Cette situation est loin d’être marginale. Elle illustre un paradoxe désormais structurel : malgré une densité élevée de systèmes opérationnels, la connaissance critique reste fragmentée dans le secteur de l’énergie, difficile d’accès et fragile.  

Cette fragilité devient d’autant plus préoccupante que la démographie du secteur s’inverse. Selon l’Agence internationale de l’énergie (IEA), dans les économies avancées, 2,4 travailleurs du secteur de l’énergie approchent de la retraite pour chaque nouvel entrant de moins de 25 ans. Autrement dit, la connaissance disparaît plus vite qu’elle ne se renouvelle.

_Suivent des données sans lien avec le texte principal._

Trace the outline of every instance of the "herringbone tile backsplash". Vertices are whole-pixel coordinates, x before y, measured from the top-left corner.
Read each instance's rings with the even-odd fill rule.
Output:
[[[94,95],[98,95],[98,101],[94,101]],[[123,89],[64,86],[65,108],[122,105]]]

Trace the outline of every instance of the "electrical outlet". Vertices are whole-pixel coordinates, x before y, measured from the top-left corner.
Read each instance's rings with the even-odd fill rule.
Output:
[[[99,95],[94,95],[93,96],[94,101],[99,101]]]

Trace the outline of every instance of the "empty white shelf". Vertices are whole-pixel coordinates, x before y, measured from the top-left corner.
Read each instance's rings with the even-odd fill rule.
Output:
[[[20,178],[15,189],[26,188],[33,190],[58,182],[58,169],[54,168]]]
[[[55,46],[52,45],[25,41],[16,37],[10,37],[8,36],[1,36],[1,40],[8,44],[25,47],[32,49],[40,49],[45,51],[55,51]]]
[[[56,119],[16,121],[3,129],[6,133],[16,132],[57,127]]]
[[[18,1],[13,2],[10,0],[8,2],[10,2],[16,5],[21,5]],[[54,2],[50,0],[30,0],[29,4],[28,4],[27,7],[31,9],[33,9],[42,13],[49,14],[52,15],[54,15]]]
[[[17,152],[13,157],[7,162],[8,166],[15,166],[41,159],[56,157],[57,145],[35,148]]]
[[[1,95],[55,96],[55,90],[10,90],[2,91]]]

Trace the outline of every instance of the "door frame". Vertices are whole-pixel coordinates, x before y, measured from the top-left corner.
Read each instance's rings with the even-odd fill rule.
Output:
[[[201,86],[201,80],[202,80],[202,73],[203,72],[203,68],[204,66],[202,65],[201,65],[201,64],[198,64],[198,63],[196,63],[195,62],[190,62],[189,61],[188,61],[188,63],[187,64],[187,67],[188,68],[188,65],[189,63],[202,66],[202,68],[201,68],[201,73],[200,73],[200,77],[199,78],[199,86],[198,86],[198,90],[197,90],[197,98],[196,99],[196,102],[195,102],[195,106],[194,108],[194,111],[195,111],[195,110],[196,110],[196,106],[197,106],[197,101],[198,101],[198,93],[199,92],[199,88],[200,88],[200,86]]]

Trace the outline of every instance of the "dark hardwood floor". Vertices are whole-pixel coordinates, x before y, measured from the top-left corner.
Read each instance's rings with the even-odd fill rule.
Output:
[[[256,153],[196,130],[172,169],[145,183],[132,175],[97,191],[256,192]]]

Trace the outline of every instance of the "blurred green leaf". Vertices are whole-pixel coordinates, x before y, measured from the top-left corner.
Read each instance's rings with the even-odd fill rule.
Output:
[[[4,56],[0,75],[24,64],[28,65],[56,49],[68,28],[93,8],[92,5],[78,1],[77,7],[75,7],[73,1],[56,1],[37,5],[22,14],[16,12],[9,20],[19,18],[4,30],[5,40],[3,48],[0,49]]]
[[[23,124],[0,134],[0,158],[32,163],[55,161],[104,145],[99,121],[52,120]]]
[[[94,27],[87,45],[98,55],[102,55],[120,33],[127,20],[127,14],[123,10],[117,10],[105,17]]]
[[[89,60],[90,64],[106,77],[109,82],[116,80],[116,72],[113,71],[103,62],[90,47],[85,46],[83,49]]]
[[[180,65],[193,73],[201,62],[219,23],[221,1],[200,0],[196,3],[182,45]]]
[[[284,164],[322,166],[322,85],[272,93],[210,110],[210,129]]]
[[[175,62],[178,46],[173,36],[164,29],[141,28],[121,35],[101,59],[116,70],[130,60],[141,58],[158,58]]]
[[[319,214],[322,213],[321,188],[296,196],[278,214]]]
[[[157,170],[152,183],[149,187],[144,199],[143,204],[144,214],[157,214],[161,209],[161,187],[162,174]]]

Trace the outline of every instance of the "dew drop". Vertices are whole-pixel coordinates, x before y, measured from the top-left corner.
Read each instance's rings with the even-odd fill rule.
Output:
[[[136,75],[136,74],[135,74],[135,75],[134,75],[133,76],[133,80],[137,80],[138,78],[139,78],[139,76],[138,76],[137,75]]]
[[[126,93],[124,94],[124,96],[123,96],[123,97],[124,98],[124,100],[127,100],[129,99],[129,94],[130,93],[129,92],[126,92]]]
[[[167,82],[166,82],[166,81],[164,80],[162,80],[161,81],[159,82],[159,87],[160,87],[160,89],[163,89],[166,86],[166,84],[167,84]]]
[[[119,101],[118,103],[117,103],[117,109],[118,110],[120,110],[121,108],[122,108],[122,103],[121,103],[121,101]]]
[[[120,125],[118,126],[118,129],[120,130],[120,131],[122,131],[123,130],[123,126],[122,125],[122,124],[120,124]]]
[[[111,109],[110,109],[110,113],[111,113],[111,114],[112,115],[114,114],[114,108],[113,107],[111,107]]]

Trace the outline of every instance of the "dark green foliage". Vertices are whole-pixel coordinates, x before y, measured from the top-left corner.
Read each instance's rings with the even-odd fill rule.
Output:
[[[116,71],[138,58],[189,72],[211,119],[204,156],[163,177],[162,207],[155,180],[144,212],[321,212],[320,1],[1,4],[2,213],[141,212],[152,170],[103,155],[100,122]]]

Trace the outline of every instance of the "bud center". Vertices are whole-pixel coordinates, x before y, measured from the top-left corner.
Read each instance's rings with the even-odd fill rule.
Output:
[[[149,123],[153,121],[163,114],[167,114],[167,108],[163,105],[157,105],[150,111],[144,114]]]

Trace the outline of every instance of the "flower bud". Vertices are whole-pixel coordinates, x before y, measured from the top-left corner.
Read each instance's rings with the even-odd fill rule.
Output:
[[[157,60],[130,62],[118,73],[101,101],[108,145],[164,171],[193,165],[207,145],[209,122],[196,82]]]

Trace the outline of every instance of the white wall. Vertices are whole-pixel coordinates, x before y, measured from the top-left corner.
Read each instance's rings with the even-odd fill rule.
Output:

Le paradoxe informationnel de l’énergie : surinvestie en systèmes, sous-équipée en connaissance  

Un écosystème technologique dense mais cloisonné  

Une organisation énergétique moderne opère généralement entre 5 et 15 systèmes majeurs : SCADA/DCS pour la supervision en temps réel, EAM/CMMS pour la gestion des actifs, GIS pour la cartographie réseau, OMS pour la gestion des outages, auxquels s’ajoutent ERP, systèmes HSE, outils réglementaires et multiples GED.  

Chaque système remplit efficacement sa mission. Aucun n’a été conçu pour partager la connaissance transverse, relier les événements entre eux ou restituer l’expérience accumulée sur des décennies d’exploitation. Les investissements sont massifs, mais l’accès rapide à la connaissance critique reste largement manuel.  

Ce que les systèmes capturent, et ce qu’ils laissent échapper  

Les systèmes opérationnels excellent dans la capture de données structurées : états d’équipements, alarmes, ordres de travail, événements réseau.  
En revanche, le contexte décisionnel, c’est-à-dire les raisons pour lesquelles une décision a été prise, dans quelles conditions et avec quelles contraintes, échappe largement aux systèmes.  

Or, cette connaissance contextuelle est majoritairement tacite. Le Département du Travail américain estime que près de la moitié de la main-d’œuvre du secteur de l’énergie partira à la retraite dans les 5 à 10 prochaines années. Lorsque ces experts quittent l’organisation, leur savoir quitte souvent l’entreprise avec eux.  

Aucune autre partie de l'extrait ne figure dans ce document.